In the GST tax regime, there are two types of returns filing- periodic and annual returns. The periodic returns consist of monthly and quarterly returns that are filed for the transactions made during the month or quarter. On the other hand, the annual returns consist of a summary of the periodic returns filed during the financial year. Also, the annual returns considered as one of the most important returns as it is the last return to file at the end of the year.

Who is Liable to File an Annual Return?

All the taxpayers fall in the category responsible for filing an annual return. However, those taxpayers who get registration as given below examples are considered as exceptions. “Casual taxable persons” or “Non-resident taxable persons” such as exhibitors ‘Input service distributors’ who distribute the Input tax credit of the services invoiced in one location and to be used in different states.’

A person who tax is deducted at source, as the government did not implement any provision for the deduction of tax at source.

What are the Different Forms for Filing GST Returns?

Under the GST tax regime, a series of forms are prescribed for different categories of taxpayers. The list given below will make you aware of the category of the taxpayers and forms associated with them:

  • Category of the taxpayer Return (GSTR) form
  • Composition of the Scheme Registered 9A
  • E-Com operator deducting tax 9B
  • Others where turnover (for all states put together) exceeds INR 2 Crore 9C
  • Others where turnover is less than INR 2 Crore 9

Lately, the filings of the forms such as GSTR 2 and GSTR 3 have been suspended by the government and a more simplified summary return GSTR 3B introduced. However, for the annual return, the government did not finalize the content yet as their efforts are to provide format with higher simplicity and comprehensiveness.

During the last council meeting on 31st July, the recent format was expected to be taken up for discussion however, no action has been taken then by the committee. If the format is approved by the committee then the same will be put forward for the stakeholder consultation.

Effect of Non-payment:

As the last date for GST annual return filing approaches rapidly, the Tirupati GST Commissionerate has warned the public about the consequences of non-payment. If the taxpayer fails to file an annual return, he will be liable to pay a late fee of INR 200 per day during the period of failure, else it would attract a maximum of 0.25% of the said financial year’s turnover.

If no GST return is filed by the taxpayer, then he won’t be able to file subsequent returns as well. The late filing of GST return will have a cascading effect that will translate into heavy fines and penalties.

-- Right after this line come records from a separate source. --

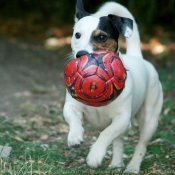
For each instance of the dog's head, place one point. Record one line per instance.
(94, 33)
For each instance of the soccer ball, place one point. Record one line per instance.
(95, 79)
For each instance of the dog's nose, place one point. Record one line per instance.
(81, 53)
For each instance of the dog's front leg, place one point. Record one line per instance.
(118, 126)
(74, 119)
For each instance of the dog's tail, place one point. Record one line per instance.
(133, 43)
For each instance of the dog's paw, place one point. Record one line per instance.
(95, 157)
(75, 139)
(131, 170)
(119, 166)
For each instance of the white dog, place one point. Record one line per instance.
(142, 96)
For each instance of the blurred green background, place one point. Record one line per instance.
(30, 17)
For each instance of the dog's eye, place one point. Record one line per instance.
(77, 35)
(102, 38)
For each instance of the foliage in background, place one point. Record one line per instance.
(148, 13)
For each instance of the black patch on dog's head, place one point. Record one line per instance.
(105, 36)
(123, 25)
(106, 26)
(80, 12)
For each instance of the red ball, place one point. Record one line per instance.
(95, 79)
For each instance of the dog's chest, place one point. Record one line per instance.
(97, 117)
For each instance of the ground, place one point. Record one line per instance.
(32, 94)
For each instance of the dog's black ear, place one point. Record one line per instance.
(122, 24)
(80, 12)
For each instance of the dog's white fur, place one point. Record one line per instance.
(142, 97)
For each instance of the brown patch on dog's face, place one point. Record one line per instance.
(101, 41)
(108, 45)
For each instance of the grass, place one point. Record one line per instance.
(38, 137)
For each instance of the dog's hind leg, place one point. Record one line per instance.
(148, 121)
(117, 160)
(74, 119)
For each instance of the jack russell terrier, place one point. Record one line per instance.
(142, 96)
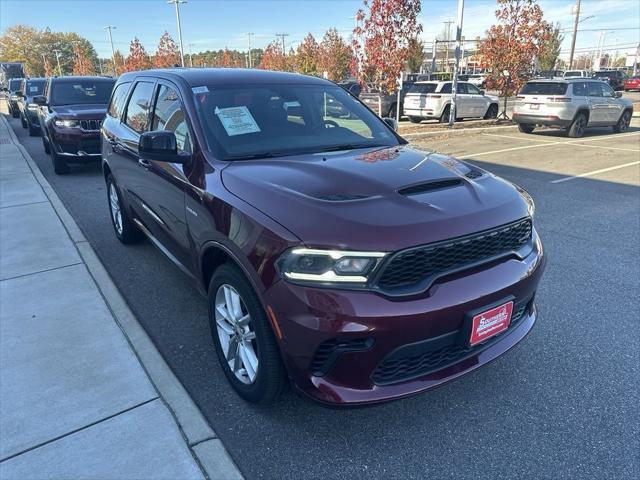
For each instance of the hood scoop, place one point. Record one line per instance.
(425, 187)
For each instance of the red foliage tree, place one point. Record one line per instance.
(273, 58)
(514, 43)
(138, 58)
(382, 39)
(167, 54)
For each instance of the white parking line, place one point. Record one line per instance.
(595, 172)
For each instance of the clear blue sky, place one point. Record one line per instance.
(215, 24)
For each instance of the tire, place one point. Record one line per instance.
(258, 375)
(526, 127)
(492, 112)
(623, 124)
(579, 125)
(123, 226)
(444, 118)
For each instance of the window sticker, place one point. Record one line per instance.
(237, 120)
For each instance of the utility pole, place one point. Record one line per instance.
(575, 33)
(177, 4)
(282, 36)
(113, 52)
(454, 86)
(57, 52)
(249, 59)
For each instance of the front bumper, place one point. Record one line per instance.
(76, 145)
(345, 347)
(547, 120)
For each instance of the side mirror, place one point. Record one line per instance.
(391, 122)
(161, 146)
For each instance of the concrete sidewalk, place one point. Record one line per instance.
(83, 391)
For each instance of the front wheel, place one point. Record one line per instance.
(623, 124)
(244, 341)
(579, 125)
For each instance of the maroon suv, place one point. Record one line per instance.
(333, 254)
(70, 113)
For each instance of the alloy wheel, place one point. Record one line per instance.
(236, 334)
(114, 205)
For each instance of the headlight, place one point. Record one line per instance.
(67, 123)
(332, 266)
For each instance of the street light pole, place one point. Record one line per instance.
(113, 52)
(454, 86)
(249, 59)
(177, 4)
(575, 34)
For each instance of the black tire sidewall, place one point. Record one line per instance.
(270, 378)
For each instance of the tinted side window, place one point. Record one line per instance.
(169, 115)
(139, 106)
(594, 89)
(117, 100)
(580, 89)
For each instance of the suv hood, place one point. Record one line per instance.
(80, 112)
(358, 199)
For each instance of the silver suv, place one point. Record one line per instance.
(573, 104)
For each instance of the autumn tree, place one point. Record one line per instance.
(336, 56)
(138, 58)
(273, 58)
(82, 64)
(381, 40)
(415, 55)
(167, 55)
(511, 46)
(551, 52)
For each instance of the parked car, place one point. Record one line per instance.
(70, 114)
(28, 109)
(8, 71)
(572, 104)
(615, 78)
(632, 83)
(432, 100)
(12, 96)
(577, 74)
(333, 254)
(385, 104)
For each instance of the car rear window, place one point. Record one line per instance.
(78, 92)
(544, 88)
(423, 88)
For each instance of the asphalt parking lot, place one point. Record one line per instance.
(563, 404)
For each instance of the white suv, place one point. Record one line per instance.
(573, 104)
(433, 100)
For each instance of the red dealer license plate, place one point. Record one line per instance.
(487, 324)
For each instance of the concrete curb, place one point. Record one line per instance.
(203, 443)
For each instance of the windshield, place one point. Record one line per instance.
(423, 88)
(544, 88)
(256, 121)
(14, 85)
(79, 92)
(34, 87)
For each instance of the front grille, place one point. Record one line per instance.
(413, 266)
(329, 351)
(90, 125)
(398, 368)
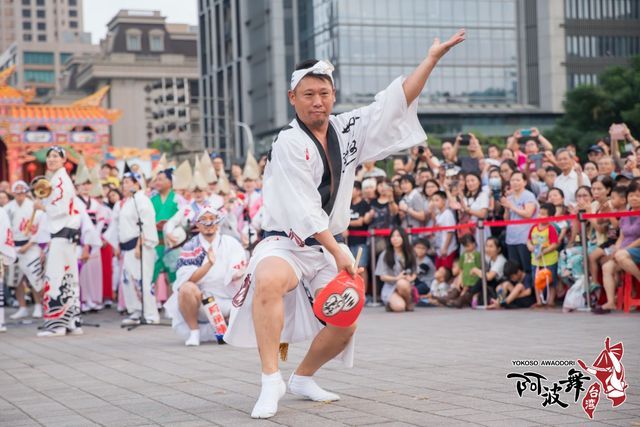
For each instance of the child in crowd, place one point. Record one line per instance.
(543, 244)
(426, 268)
(463, 271)
(446, 243)
(440, 287)
(516, 291)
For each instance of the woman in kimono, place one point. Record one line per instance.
(61, 301)
(307, 189)
(28, 233)
(7, 257)
(124, 235)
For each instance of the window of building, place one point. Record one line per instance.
(64, 57)
(134, 40)
(38, 58)
(156, 40)
(39, 76)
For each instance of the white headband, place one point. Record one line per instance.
(17, 184)
(208, 209)
(324, 68)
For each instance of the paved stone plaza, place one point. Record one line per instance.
(430, 367)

The GST allows the late filing of returns. However, it attracts penalties for late filing known as a late fee. The late fee imposed on the taxpayer is INR 100 per day. It is INR 100 under CGST and INR 100 under SGST, evaluates INR 200 per day. The maximum penalty for the late filing of returns is INR 5000 per day. In the case of IGST, there is no late fee for any delay in filing.

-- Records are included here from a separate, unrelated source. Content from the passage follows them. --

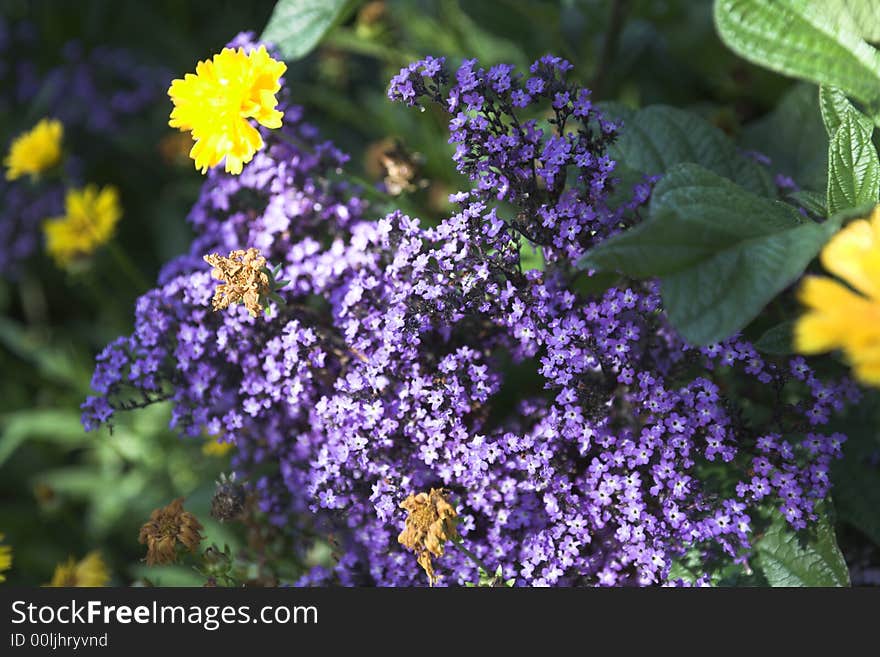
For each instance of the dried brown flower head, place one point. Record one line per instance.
(430, 522)
(243, 279)
(167, 528)
(398, 167)
(228, 500)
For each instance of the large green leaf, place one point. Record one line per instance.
(794, 139)
(296, 26)
(804, 39)
(808, 558)
(721, 252)
(864, 15)
(834, 106)
(658, 137)
(853, 165)
(58, 426)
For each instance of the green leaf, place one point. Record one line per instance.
(721, 252)
(296, 26)
(793, 137)
(777, 340)
(804, 39)
(813, 202)
(853, 165)
(808, 558)
(57, 426)
(658, 137)
(834, 106)
(864, 15)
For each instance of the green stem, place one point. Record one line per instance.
(367, 188)
(459, 545)
(125, 264)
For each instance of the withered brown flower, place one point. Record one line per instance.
(243, 279)
(430, 522)
(167, 527)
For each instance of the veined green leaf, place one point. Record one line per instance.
(808, 558)
(721, 252)
(806, 39)
(296, 26)
(658, 137)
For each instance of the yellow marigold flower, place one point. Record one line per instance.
(91, 571)
(35, 151)
(430, 522)
(90, 217)
(167, 527)
(243, 279)
(841, 317)
(5, 559)
(216, 102)
(217, 448)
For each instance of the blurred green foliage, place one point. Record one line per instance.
(64, 492)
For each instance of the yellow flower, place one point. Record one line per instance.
(217, 448)
(841, 317)
(35, 151)
(91, 571)
(5, 559)
(90, 217)
(216, 102)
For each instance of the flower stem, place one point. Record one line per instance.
(126, 265)
(459, 545)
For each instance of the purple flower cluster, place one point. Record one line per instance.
(99, 92)
(579, 437)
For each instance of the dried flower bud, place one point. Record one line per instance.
(228, 501)
(244, 280)
(167, 527)
(429, 524)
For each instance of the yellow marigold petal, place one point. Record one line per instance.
(853, 255)
(35, 151)
(89, 221)
(216, 103)
(830, 323)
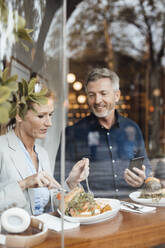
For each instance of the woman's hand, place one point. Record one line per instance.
(135, 180)
(79, 172)
(41, 179)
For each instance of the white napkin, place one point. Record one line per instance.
(54, 223)
(127, 206)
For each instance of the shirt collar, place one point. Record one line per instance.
(96, 123)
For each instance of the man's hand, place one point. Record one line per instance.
(135, 180)
(41, 179)
(79, 172)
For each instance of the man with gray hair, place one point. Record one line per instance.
(120, 140)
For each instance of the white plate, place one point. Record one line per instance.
(151, 202)
(115, 204)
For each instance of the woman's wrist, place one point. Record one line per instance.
(22, 185)
(71, 184)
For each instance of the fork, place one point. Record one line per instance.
(87, 184)
(131, 205)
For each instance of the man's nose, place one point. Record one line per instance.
(98, 98)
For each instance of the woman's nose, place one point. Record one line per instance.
(48, 121)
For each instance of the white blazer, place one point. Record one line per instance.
(13, 168)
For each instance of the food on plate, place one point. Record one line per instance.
(152, 189)
(78, 203)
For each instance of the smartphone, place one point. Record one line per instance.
(136, 162)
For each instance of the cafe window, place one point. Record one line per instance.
(59, 43)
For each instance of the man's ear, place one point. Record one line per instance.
(117, 95)
(18, 118)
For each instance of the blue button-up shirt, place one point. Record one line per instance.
(109, 151)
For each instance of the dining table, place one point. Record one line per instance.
(126, 229)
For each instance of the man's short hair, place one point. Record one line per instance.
(99, 73)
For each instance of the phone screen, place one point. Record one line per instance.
(136, 162)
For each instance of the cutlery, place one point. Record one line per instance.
(132, 205)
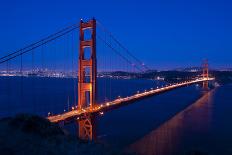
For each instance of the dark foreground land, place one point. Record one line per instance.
(32, 135)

For the late filing, the taxpayer required to pay not only the late fee but also the interest at the rate of 18% per annum, calculated on the tax to be paid. The time period for the calculation of interest will be from the next day of filing to the date of payment.

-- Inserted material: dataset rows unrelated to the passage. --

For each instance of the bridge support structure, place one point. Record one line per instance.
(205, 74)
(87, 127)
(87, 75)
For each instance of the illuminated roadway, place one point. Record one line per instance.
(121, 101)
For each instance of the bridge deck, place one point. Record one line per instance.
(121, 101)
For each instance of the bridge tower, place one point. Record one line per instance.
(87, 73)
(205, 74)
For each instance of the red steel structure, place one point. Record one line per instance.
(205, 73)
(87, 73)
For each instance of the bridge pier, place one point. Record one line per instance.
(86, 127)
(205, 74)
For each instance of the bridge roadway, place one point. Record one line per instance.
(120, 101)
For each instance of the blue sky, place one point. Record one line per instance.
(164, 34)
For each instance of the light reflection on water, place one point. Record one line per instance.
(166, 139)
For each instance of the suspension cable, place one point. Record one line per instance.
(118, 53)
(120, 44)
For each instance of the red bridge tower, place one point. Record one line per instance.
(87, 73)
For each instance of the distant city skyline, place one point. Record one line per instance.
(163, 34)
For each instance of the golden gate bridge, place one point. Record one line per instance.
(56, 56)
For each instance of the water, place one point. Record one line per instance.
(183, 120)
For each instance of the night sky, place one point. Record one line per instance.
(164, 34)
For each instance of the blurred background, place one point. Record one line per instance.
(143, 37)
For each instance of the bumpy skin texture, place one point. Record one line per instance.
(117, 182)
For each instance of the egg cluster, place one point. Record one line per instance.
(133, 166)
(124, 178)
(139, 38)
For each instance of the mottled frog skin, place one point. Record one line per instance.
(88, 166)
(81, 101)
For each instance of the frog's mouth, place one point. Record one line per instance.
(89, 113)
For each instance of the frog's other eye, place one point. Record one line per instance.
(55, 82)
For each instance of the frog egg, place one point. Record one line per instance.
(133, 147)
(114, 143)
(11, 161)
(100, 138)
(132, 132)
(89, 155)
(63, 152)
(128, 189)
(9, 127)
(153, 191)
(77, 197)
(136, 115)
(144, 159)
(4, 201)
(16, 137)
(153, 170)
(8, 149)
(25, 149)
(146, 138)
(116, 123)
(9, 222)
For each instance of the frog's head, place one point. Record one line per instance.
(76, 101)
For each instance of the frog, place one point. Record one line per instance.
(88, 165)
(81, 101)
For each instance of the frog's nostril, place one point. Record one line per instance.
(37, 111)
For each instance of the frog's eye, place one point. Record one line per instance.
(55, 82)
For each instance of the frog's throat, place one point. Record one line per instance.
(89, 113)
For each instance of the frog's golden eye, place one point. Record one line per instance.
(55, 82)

Under GST law, the non-compliance attract penalties and imprisonment. To avoid tax evasion there are some stringent actions instructed for the offenders. Among these actions the taxpayer either has to pay a penalty or the goods will be seized or both.

Here are Some Offenses Listed Below:

Failing to account for goods, for which the taxpayer remains liable to pay tax Sending or receiving goods by breaking rules to avoid tax. Availing goods/services which are not registered and taxable. Using a medium to transport and delivering taxable goods by breaking the rules.

Duration of Imprisonment

The duration of imprisonment depends on the type of offenses and the amount of tax evaded. If any offense committed for tax evasion of amount exceeds INR 500 lakhs, the convict will be liable for three years of imprisonment including fine and is non-bailable.

If committed offense exceeds INR 200 lakhs, for tax evasion, then the duration of imprisonment is three years including a penalty.

In case of offense exceeds INR 100 lakh to avoid tax, the period of imprisonment is one year along with a penalty. A taxpayer must comply with the GST rules.

The violation of GST rules leads to attracting penalties and punishment. If there is any confusion among the taxpayers they are free to consult experts at the GST council for any of their queries. Though, the best advice to stay away from such penalties and imprisonment is to comply with the GST laws strictly.